Alt hilft Jung. Jung hilft Alt
„Von einem Generationenkonflikt kann keine Rede sein“, sagt Prof. Andreas Kruse, Direktor des Instituts für Gerontologie an der Universität Heidelberg. „Entscheidend ist, dass wir mehr Begegnungsmöglichkeiten schaffen.“ Das Matthias-Claudius-Sozialwerk hat das getan und ließ in Bochum die Claudius-Höfe bauen: ein „Dorf in der Stadt“ mit knapp 200 Einwohnern. Studenten, Familien, Senioren und Menschen mit Behinderung leben hier zusammen. Zwischen den Wohnungen wurden Begegnungsbalkone und eine Gemeinschafts küche eingerichtet, ein Marktplatz, ein Restaurant, eine Kirche, Gemeinschaftsgrünanlagen und zahlreiche andere Treffpunkte beleben das Viertel. „Solche Wohnprojekte sind ein Abenteuer, das lebendig hält“, sagt Dr. Josef Bura, Vorsitzender des Forums Gemeinschaftliches Wohnen in Hannover. Die lahmen Lebensentwürfe aus den Hochglanzprospekten für die „Generation 60 plus“ findet er albern. „Jeder braucht eine Aufgabe.“
2030 wird jeder zweite Deutsche älter als 49 sein. Bis dahin steigt die Zahl der über 80-Jährigen um fast 60 Prozent - Quelle: Bertelsmann Stiftung
Klaus-Peter Martin vom Jugendbüro Neu-Isenburg sieht das ähnlich. „Sicher wollen manche Rentner nur ihre Freizeit genießen. Aber die meisten wollen was bewegen.“ Und das können sie: Ohne die Unterstützung engagierter Ruheständler hätten viele Jugendliche aus dem Vorort von Frankurt am Main weder Schulabschluss noch Ausbildungsplatz. „Diese Menschen haben so viel zu geben“, sagt Michaela Hansen, die vor drei Jahren die Agentur „Granny Aupair“ gründete, die über 50-Jährige ins Ausland vermittelt. „Es müsste noch viel mehr solche Angebote geben.“ Manchmal genügt es, generationsübergreifend zu stricken (siehe rechts). Alt hilft Jung, Jung hilft Alt – und beide gewinnen.
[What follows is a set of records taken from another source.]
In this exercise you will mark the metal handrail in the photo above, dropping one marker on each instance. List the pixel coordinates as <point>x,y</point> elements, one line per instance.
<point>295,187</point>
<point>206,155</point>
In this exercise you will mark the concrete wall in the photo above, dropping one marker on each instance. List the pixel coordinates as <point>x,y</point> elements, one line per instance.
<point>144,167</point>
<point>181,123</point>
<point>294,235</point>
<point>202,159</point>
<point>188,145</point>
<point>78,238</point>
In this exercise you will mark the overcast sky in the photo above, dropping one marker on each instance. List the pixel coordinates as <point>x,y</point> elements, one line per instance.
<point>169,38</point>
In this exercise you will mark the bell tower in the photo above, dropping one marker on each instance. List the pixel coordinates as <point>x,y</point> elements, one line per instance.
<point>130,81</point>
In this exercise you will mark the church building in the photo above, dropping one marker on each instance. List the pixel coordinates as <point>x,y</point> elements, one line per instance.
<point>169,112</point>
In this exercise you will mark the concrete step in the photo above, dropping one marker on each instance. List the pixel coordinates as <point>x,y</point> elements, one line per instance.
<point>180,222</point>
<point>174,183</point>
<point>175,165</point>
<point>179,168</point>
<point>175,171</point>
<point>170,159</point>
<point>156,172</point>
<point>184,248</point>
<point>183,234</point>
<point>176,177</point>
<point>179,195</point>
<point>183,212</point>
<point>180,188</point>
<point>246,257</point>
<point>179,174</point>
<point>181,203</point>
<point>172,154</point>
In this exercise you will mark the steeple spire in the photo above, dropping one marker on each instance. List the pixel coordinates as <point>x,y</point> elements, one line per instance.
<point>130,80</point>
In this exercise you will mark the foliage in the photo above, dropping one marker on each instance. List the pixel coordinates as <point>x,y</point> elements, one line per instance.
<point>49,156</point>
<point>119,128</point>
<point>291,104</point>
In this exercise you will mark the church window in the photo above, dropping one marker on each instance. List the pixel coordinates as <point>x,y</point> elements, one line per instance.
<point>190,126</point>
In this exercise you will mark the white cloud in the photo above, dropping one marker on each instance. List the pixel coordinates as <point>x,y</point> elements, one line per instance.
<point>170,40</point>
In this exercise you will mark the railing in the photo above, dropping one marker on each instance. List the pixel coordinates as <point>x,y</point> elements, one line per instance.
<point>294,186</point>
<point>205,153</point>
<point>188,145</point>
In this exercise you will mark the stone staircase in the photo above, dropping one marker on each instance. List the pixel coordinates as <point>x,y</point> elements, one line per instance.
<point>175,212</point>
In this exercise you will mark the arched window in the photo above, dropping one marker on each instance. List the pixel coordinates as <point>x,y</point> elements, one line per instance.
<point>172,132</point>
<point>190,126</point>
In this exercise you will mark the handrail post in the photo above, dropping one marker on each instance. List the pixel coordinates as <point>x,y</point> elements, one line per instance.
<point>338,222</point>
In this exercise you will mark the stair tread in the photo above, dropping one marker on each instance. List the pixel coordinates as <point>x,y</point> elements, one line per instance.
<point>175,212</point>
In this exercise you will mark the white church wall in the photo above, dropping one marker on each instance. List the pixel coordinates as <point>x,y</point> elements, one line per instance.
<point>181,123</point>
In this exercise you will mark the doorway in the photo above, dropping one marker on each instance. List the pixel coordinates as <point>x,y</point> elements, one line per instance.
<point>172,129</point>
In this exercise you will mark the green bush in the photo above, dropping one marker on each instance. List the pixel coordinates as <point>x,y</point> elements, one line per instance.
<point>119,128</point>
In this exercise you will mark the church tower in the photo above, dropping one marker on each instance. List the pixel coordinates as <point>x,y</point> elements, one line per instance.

Aus Erfahrungen der Anderen lernen
An das erste Treffen mit den strickenden Damen aus einem Züricher Seniorenheim erinnern sich Debora Biffi und Benjamin Moser noch gut: „Als wir das Projekt vorstellten, schwiegen sie nur“, erzählt Moser. Klang ja auch verrückt: Die zwei Jungdesigner wollten für ihre Diplomarbeit gemeinsam mit alten Menschen Alltagsobjekte gestalten. Ihnen schwebte keine Beschäftigungstherapie vor, sondern eine Geschäftsidee. Trotzdem fiel der Empfang erst mal „harzig“ aus, wie Moser sagt. Das war 2008. Inzwischen ist aus der Abschlussarbeit eine kleine Firma gewachsen: die „Senior Design Factory“ in Zürich (www.senior-design.ch).
Gemeinsam zum Erfolg
Mehr als 200 alte Menschen haben bislang mitgemacht. Entstanden sind Topflappen, Filzvasen, T-Shirts mit von den Senioren designten Prints, Pullover mit raffinierten Zopfmustern oder Kochbücher mit Omas Rezepten und junger, moderner Grafik. „Bei jedem Objekt läuft es anders“, erzählt Biffi. In den Workshops ist maximal die Hälfte der Teilnehmer unter 30. „Wichtig ist immer, die Senioren in den Prozess einzubinden. Sie haben ein gewaltiges Know-how.“ Wer seit 60 Jahren strickt, kennt einfach jede Masche. Verkauft werden die Objekte seit 2011 in zwei Geschäften. Zu einem gehört ein Café, in dem zwölf Senioren servieren. Jeder Mitarbeiter kann sich seinen Anteil am Geschäftsergebnis auszahlen lassen. Aber bis jetzt landeten alle „Gehälter“ wieder als Spende bei „Senior Design“.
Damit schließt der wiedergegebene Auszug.